Forum Moderators: phranque

Message Too Old, No Replies

Blocking a rogue spider

Blocking a rogue spider

         

revrob

10:38 am on Dec 6, 2010 (gmt 0)

10+ Year Member


I am trying to block an unco-operative spider via .htaccess.

I have set up a system that seems to work when I visit my own site, having spoofed the useragent of the spider, with my own browser, using Firefox's useragent switcher addon - I get redirected to the landing page, and a php script sends me an email to notify me of the visit - but none of this works when the REAL bot visits - with the identical useragent string.

I've broken all the actual html links for this posting.

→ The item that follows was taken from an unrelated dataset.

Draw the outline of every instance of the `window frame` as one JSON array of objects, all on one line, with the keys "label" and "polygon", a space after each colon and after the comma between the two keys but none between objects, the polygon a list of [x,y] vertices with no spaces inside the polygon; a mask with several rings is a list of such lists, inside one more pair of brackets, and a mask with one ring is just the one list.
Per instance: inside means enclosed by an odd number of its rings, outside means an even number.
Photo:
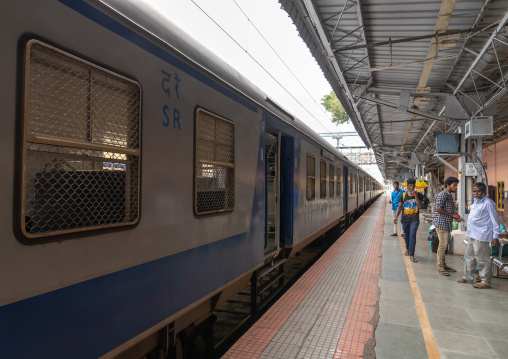
[{"label": "window frame", "polygon": [[[312,159],[314,165],[312,166],[312,171],[309,172],[309,160]],[[312,182],[312,186],[310,183]],[[306,191],[307,200],[316,199],[316,157],[307,153],[307,191]]]},{"label": "window frame", "polygon": [[339,166],[337,167],[337,188],[336,193],[337,197],[342,197],[342,168]]},{"label": "window frame", "polygon": [[327,169],[326,161],[325,160],[319,160],[319,197],[320,198],[326,198],[326,184],[327,176],[326,176],[326,169]]},{"label": "window frame", "polygon": [[328,173],[329,173],[329,182],[328,182],[328,188],[330,191],[330,197],[335,197],[335,166],[333,163],[330,163],[328,165]]},{"label": "window frame", "polygon": [[[233,162],[232,163],[199,160],[197,158],[198,157],[197,140],[198,140],[198,131],[199,131],[198,116],[199,116],[200,112],[206,113],[209,116],[215,117],[217,120],[221,120],[221,121],[231,124],[233,126],[233,146],[232,146],[233,147]],[[230,120],[224,116],[221,116],[215,112],[212,112],[204,107],[198,106],[198,107],[196,107],[195,112],[194,112],[194,139],[193,139],[193,142],[194,142],[193,143],[194,171],[193,171],[193,206],[192,206],[192,210],[193,210],[194,216],[196,218],[203,218],[203,217],[207,217],[207,216],[229,214],[229,213],[233,212],[235,209],[235,203],[236,203],[236,126],[235,126],[235,123],[232,120]],[[232,191],[232,197],[233,197],[232,198],[233,204],[231,207],[224,208],[224,209],[210,210],[210,211],[206,211],[206,212],[198,212],[198,210],[197,210],[197,207],[198,207],[198,182],[199,182],[198,181],[198,170],[197,170],[198,161],[203,164],[210,165],[210,166],[229,168],[229,169],[233,170],[232,185],[231,185],[231,189],[230,189]],[[213,168],[213,170],[215,170],[215,168]],[[212,178],[216,178],[216,177],[212,177]],[[206,191],[203,191],[203,192],[206,192]],[[227,192],[226,187],[224,189],[224,192]]]},{"label": "window frame", "polygon": [[[135,144],[135,147],[128,148],[127,146],[121,147],[114,144],[106,144],[106,143],[100,143],[100,142],[94,142],[93,137],[88,136],[86,139],[74,139],[70,137],[65,137],[63,135],[60,136],[49,136],[45,134],[37,134],[37,133],[28,133],[29,126],[29,106],[30,106],[30,74],[31,74],[31,55],[32,55],[32,47],[38,45],[42,48],[45,48],[49,51],[53,51],[58,56],[65,57],[69,60],[69,63],[79,63],[80,66],[83,66],[88,71],[95,71],[98,72],[99,76],[109,76],[114,78],[115,80],[118,80],[119,82],[122,82],[124,86],[127,86],[126,84],[129,84],[135,88],[133,93],[137,93],[137,102],[135,105],[135,116],[132,119],[132,123],[135,125],[135,135],[130,136],[130,138]],[[22,99],[21,99],[21,126],[19,128],[19,138],[20,138],[20,145],[19,145],[19,154],[20,154],[20,166],[19,170],[17,170],[17,186],[18,186],[18,200],[15,204],[15,210],[17,218],[17,223],[19,226],[16,226],[15,235],[22,242],[23,244],[27,245],[35,245],[35,244],[41,244],[41,243],[47,243],[51,241],[61,241],[65,239],[71,239],[71,238],[77,238],[77,237],[83,237],[85,235],[90,235],[92,233],[96,232],[104,232],[104,231],[111,231],[111,230],[127,230],[134,228],[137,226],[140,220],[141,216],[141,132],[142,132],[142,87],[139,81],[136,79],[129,77],[126,74],[122,74],[120,71],[110,69],[102,64],[94,63],[93,60],[77,53],[73,53],[67,49],[64,49],[60,46],[54,45],[52,43],[49,43],[47,41],[43,41],[38,38],[30,37],[28,38],[24,43],[24,52],[22,55],[22,85],[21,85],[21,93],[22,93]],[[50,58],[50,61],[55,61],[55,64],[57,63],[58,59]],[[50,66],[53,65],[53,63],[50,63]],[[75,65],[69,65],[69,66],[75,66]],[[105,74],[105,75],[104,75]],[[92,76],[92,75],[90,75]],[[93,91],[93,90],[90,90]],[[88,95],[93,96],[93,93]],[[87,101],[91,101],[90,98],[87,99]],[[54,103],[53,103],[54,105]],[[92,109],[90,107],[87,107],[87,116],[90,116],[90,112]],[[88,126],[92,126],[92,120],[90,117],[87,119]],[[135,176],[135,180],[137,182],[136,186],[130,186],[129,188],[126,187],[126,194],[124,198],[124,205],[128,208],[134,208],[134,216],[130,217],[130,221],[127,222],[119,222],[119,223],[106,223],[106,224],[99,224],[99,225],[91,225],[91,226],[81,226],[71,229],[63,229],[63,230],[50,230],[40,233],[29,233],[27,230],[27,208],[26,208],[26,201],[27,201],[27,168],[26,163],[28,160],[28,152],[29,150],[27,147],[29,144],[32,145],[42,145],[42,146],[57,146],[62,149],[74,149],[74,150],[81,150],[83,152],[86,151],[95,151],[95,152],[103,152],[105,154],[116,154],[125,156],[126,159],[118,159],[118,158],[110,158],[107,157],[98,157],[98,156],[87,156],[84,154],[74,154],[72,155],[75,160],[74,161],[81,161],[81,162],[103,162],[108,163],[111,165],[111,170],[105,170],[97,169],[92,170],[96,172],[108,172],[113,171],[115,168],[120,168],[118,165],[118,161],[120,162],[129,162],[129,158],[134,158],[132,163],[135,163],[135,169],[132,170],[129,168],[129,170],[126,171],[126,186],[127,183],[130,183],[132,180],[132,176]],[[36,150],[30,150],[35,153]],[[48,152],[51,153],[51,152]],[[58,155],[66,155],[65,152],[55,152],[55,154]],[[71,156],[71,157],[72,157]],[[101,160],[102,158],[102,160]],[[116,166],[115,166],[116,165]],[[81,172],[86,172],[90,170],[81,170]],[[71,171],[62,171],[62,173],[70,173]],[[44,174],[45,172],[41,172]],[[131,176],[130,178],[128,176]],[[72,192],[71,192],[72,194]],[[134,197],[132,197],[134,194]],[[134,199],[133,199],[134,198]],[[132,202],[134,201],[134,202]],[[129,203],[127,203],[129,202]],[[134,207],[132,206],[134,204]],[[102,209],[102,208],[101,208]],[[35,214],[34,214],[35,215]],[[127,212],[126,214],[127,215]],[[131,215],[131,213],[129,213]],[[58,219],[59,217],[56,217]],[[52,218],[53,219],[53,218]],[[47,223],[41,224],[41,225],[48,225]],[[86,233],[86,234],[85,234]]]}]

The two relevant log entries are:

Me, spoofing the useragent of the bot:

123.345.67.123 - - [04/Dec/2010:19:52:32 +0100] "GET / HTTP/1.1" 302 233 mydomain.org.uk "-" "(compatible; various stuff here .NET CLR ; http:/ /www.spiderdomain.co.uk/products/string-string/)" "-"

This gets caught by my REWRITE statements, and redirects appropriately to the required landing page which then runs a script to notify me by email - all as intended.


This is the REAL bot and it escapes all my .htaccess traps - it is NOT redirected to the landing page, and so no script runs.
12.345.67.43 - - [04/Dec/2010:18:52:02 +0100] "GET /robots.txt HTTP/1.0" 302 225 www.mydomain.org.uk "http:/ /www.mydomain.org.uk/robots.txt" "(compatible; various stuff here .NET CLR ; http:/ /www.spiderdomain.co.uk/products/string-string/)" "-"

The only difference I can see in those two log entries are that the real spider asks for www.mydomain.org.uk and my spoofed request is for mydomain.org.uk without the www

My php scripts are obviously okay as they all work properly when I spoof the useragent myself and visit the site. So it seems to be the rewrite statements that are failing when the real bot visits.

The relevant .htaccess statements are as follows - I've checked for various errors and corrected for those I could spot myself:
- between the rows of asterisks below...


********************************************
********************************************

# case insensitive test for SPIDER user agent

RewriteCond %{HTTP_USER_AGENT} ^SPIDER.* [nocase]
RewriteCond %{REQUEST_URI} !^/landingpage\.php$
RewriteRule .* http:/ /www.mydomain.org.uk/landingpage.php [L]

RewriteCond %{HTTP_USER_AGENT} .*SPIDER.* [nocase]
RewriteCond %{REQUEST_URI} !^/landingpage\.php$
RewriteRule .* http:/ /www.mydomain.org.uk/landingpage.php [L]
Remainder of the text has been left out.